B. You can't readily tell what application you're in -- your only hint
is the highlight color, and then you can read the name of the app in the
upper left. But it really doesn't make sense that all apps look
*exactly* the same.
B. If doing this, then there's really no need to launch an app -- simply
launch the Files app, and you can do everything you need to do from
there. (a la Finder). Which means you can basically get this interface
yourself without me having to do it for you by launching Files instead
of Composer, and working from there. Which, to me, actually makes more
sense than embedding Files inside every app individually...

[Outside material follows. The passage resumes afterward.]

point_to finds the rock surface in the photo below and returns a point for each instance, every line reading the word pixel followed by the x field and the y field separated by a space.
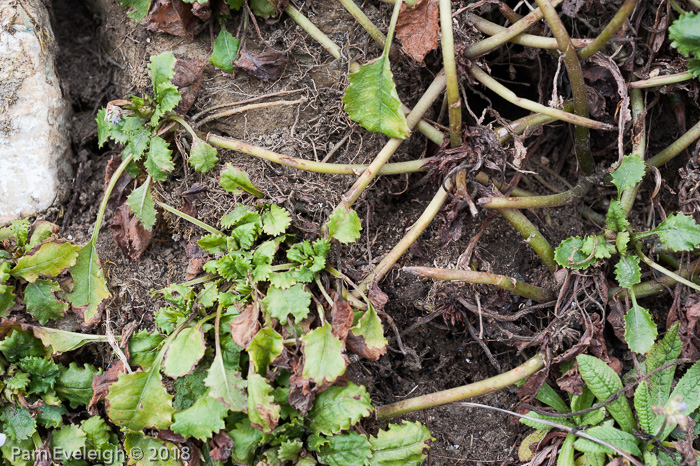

C. Because this whole situation doesn't really make sense, my
prediction is that Apple is considering changing towards more of a "do
everything in Files" workflow. Which is strange, since that's how the
Mac has always been with Finder, and then they seemed to want to push
Launchpad for starting apps (which is like the home screen in iOS). To
me, this approach seems half-finished. They pushed it out in iOS 11,
but hadn't really thought through everything. I suspect we'll find out
next week what the future holds here.
D. This approach only works with iOS 11 (and presumably iOS 12). You
need an entirely separate interface for iOS 10 and earlier because Files
doesn't exist. Which makes things very inconsistent if you use both
versions of iOS (I do), and makes it harder for me when troubleshooting
with users because there are essentially two separate versions of the app.
E. You can't customize the Files interface to include help screens,
settings, etc. Which means you have to further clutter the document
interface to access those things. Which doesn't make sense given the
more modal nature of iOS as compared to macOS.
I don't intend to use Files as the front end to my app. I will,
however, look to see what comes out next week. At some point, I may not
have a choice. Or maybe they'll iron out the kinks and and it will make
more sense to change strategies (though I would still have to figure out
what to do for iOS 10 & 11 users).
Real life intervened; I haven't had time to get to this, nor play any more with the app. Maybe the next few days.
2. You picked the sub-point to argue instead of the main one. The main one wasn't what you're doing, but where you're doing it. You have two separate top-level entries for iCloud and for "Other", and iCloud Drive is access through a Browse button on "Other" instead of one on iCloud. Even on the apps I have that don't use the Files interface (and to your great surprise I would argue the opposite of you on almost every point (shocking!), but I'm not going to because that wasn't my main point), they have *one* iCloud men item, and they have a Browse button on that screen that then opens up whatever iCloud Drive interface they're using. You have that button, but you have it on the wrong menu item.
The bottom line is that I expect to see iCloud Drive either from the main iCloud menu, or as a Browse item off of that menu item. I expect it not only because it makes sense (iCloud in this context is nothing more than the particular directory for the app within iCloud Drive), but also because every app I own does it that way.